The first is designed to keep drivers out of trouble when negotiating unexpectedly sharp curves. You know the feeling – you enter a curve at a steady speed, only to realize it’s of the decreasing-radius variety, and suddenly your steady speed is too fast. That’s scary enough in a passenger car, but for a heavy truck, it’s a rollover or lane departure waiting to happen.

Some advance warning definitely would help, and that’s what the Predictive Curve Assistant does. Using onboard navigation data, the system’s computer constructs a model of the road ahead and determines a maximum safe speed, based on actual road speed, the shape of an upcoming curve and the truck’s deviation from vertical. If the vehicle approaches critical speed, the driver receives two warnings about 220 yards in advance of the danger zone. The first is a red light on the dash, and if speed is not reduced, an audible warning is sounded. Future versions, says DCX, could incorporate active functions such as braking initiation and steering control.

Another technology – part of which is available now in Europe on Mercedes-Benz tractors – is automatic trailer hitching and unhitching. The available part is a “luxury” coupling, with push-button remote control for locking and unlocking the fifth wheel, and raising and lowering the trailer landing gear. The parking brake must be engaged for either function; and when hitching, green or red dash lights indicate a go or no-go condition to prevent false or high hitches.
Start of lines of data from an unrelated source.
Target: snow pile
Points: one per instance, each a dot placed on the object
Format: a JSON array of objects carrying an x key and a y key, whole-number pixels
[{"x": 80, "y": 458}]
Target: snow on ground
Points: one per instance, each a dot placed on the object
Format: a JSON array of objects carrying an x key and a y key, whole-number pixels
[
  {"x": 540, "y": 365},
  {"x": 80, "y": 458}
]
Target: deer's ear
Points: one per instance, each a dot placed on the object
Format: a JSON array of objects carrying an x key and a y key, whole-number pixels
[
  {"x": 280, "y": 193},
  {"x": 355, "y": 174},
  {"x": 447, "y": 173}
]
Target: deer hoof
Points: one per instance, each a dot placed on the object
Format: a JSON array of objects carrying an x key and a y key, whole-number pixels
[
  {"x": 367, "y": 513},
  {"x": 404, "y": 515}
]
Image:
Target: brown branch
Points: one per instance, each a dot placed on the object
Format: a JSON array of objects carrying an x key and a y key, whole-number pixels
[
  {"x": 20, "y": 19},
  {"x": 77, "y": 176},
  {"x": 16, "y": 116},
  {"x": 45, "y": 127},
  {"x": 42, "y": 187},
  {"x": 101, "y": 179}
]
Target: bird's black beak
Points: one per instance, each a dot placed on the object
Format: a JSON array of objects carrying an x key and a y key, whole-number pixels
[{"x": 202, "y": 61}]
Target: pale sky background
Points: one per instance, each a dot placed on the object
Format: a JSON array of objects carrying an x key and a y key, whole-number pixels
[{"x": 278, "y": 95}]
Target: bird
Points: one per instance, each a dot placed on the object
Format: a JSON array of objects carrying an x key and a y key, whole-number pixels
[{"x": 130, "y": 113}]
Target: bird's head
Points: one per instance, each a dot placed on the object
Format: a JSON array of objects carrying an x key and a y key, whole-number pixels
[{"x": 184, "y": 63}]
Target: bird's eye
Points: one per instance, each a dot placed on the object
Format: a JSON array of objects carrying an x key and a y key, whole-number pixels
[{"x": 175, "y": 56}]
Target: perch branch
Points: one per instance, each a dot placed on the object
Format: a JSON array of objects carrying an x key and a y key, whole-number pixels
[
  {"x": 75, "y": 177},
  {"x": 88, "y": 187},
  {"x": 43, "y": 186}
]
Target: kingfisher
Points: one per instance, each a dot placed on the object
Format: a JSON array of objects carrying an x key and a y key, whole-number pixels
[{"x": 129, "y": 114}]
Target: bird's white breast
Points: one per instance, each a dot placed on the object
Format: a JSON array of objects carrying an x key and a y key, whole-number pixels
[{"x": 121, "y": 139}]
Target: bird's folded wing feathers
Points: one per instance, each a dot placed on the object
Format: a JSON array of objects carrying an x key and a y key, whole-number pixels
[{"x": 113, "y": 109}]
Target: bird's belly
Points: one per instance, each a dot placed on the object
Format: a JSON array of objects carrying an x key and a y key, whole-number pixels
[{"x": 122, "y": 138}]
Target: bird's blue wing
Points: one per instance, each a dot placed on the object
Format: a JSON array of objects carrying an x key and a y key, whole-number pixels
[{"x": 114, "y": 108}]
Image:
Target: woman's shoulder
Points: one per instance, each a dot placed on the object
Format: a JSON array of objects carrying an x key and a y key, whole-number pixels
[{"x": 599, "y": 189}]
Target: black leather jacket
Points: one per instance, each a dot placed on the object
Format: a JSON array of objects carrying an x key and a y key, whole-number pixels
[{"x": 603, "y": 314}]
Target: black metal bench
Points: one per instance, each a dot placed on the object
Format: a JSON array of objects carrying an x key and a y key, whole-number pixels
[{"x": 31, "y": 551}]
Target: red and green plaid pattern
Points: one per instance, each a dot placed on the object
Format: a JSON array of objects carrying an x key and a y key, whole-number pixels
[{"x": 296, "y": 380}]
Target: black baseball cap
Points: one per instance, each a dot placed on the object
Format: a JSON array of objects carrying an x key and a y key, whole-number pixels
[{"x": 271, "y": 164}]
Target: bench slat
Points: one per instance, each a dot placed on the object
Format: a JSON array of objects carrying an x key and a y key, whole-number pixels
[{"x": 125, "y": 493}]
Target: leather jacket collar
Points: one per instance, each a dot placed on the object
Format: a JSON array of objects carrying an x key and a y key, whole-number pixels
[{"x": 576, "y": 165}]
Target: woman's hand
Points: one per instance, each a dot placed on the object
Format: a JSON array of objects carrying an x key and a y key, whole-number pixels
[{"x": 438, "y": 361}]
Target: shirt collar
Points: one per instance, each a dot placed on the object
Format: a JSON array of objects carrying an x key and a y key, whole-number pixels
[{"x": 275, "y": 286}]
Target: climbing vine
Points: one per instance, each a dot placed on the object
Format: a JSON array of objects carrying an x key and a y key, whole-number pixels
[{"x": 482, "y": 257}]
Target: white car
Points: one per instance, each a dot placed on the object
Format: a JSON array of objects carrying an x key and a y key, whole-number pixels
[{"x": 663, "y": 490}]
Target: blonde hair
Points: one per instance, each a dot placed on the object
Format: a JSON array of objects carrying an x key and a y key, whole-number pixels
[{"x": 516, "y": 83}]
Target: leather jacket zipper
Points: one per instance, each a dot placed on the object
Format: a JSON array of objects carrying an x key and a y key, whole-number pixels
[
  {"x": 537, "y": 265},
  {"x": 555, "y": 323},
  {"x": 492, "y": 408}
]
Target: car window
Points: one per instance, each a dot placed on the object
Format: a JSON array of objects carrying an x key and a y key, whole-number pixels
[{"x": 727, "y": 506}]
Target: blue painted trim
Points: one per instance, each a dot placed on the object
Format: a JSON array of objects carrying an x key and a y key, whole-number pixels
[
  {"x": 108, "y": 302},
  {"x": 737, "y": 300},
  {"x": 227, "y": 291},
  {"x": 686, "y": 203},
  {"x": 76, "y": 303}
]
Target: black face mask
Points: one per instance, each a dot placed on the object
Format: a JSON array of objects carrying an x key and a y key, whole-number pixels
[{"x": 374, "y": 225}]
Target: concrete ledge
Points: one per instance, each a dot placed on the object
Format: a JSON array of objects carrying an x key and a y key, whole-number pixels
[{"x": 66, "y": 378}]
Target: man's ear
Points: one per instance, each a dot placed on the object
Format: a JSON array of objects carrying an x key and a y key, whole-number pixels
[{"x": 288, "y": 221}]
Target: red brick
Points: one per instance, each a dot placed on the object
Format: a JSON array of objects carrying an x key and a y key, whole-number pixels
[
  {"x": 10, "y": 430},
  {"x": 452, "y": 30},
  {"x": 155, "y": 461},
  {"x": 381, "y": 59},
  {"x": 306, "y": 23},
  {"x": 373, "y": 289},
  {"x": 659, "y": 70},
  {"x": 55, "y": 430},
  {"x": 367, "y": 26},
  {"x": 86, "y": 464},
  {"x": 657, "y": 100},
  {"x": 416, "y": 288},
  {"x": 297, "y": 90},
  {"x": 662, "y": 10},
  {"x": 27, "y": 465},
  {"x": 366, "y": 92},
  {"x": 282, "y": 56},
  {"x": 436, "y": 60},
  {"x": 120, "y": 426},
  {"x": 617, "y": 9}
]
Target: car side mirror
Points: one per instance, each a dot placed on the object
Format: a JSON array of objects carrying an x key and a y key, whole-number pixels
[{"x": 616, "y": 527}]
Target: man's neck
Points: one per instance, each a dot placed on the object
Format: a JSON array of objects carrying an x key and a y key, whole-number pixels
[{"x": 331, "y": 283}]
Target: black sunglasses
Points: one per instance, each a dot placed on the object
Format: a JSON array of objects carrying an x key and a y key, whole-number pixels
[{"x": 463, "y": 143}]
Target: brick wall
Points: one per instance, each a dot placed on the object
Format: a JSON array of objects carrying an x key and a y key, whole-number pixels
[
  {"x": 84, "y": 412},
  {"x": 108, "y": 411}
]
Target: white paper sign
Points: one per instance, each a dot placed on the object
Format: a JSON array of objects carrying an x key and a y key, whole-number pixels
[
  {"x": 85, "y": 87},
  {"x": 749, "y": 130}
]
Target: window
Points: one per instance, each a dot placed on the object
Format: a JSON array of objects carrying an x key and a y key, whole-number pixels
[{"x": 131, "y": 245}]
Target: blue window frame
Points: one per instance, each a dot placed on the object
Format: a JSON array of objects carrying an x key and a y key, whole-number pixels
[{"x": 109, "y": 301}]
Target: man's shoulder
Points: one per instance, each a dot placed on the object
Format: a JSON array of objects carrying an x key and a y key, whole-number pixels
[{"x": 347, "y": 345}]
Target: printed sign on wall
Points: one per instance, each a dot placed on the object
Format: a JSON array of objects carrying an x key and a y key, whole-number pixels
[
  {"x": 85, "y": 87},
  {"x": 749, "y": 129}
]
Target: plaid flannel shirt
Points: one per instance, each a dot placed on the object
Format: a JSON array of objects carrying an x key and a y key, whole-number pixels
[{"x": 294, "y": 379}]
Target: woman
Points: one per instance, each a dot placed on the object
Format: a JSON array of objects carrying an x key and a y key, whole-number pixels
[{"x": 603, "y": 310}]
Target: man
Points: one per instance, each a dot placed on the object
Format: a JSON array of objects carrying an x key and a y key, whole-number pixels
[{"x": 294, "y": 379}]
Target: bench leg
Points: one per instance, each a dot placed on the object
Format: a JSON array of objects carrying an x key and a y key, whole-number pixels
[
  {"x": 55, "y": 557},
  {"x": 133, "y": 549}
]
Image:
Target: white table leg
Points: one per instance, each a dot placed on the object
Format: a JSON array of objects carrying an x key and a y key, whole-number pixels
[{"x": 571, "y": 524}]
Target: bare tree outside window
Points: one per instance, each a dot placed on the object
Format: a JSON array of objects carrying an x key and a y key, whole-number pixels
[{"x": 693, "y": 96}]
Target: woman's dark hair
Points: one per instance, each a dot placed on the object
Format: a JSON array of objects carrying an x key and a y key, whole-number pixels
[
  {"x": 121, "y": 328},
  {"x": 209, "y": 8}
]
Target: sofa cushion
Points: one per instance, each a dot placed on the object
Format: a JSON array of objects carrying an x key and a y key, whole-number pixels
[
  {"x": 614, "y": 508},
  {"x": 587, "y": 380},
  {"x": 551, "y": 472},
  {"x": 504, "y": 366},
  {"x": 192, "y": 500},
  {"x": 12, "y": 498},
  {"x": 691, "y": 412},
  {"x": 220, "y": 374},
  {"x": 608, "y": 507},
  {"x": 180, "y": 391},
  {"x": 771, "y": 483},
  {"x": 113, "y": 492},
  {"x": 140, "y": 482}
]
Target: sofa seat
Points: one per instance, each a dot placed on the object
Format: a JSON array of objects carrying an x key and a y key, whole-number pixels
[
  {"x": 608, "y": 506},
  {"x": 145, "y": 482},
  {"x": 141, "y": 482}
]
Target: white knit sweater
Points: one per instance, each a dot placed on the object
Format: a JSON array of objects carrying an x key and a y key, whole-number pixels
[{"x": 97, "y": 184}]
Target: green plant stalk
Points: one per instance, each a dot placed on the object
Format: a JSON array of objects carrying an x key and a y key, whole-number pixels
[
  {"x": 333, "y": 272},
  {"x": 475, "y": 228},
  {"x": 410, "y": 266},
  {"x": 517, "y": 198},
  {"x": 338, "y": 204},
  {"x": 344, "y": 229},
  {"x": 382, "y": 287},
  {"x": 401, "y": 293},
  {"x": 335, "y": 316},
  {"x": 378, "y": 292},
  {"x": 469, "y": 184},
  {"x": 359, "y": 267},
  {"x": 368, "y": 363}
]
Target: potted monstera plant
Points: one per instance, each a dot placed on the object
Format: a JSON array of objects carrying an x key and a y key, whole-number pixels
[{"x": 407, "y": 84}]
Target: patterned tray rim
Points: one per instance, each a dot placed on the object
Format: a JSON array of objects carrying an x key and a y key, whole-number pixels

DCX engineers are working on adding automatic air and electrical connections, which will be made through concentric passages, seals and electrical contacts in the fifth wheel and trailer kingpin.

Finally, DCX’s Omnicam gives a near-360-degree view of the rear of a vehicle and its surroundings. The in-dash display provides a grid, showing proximity to obstacles and the correct path for collision avoidance while backing.

While these “Assistance” systems promise to save time, damage and possibly lives, DCX acknowledges that it’s difficult to quantify actual benefits. So the company is in the midst of a large-scale field test, using Assistance-system-equipped and control vehicles, to try to collect tangible data. If all goes, uh, without a hitch, DCX’s findings will be published later this year, and we’ll bring ’em to you.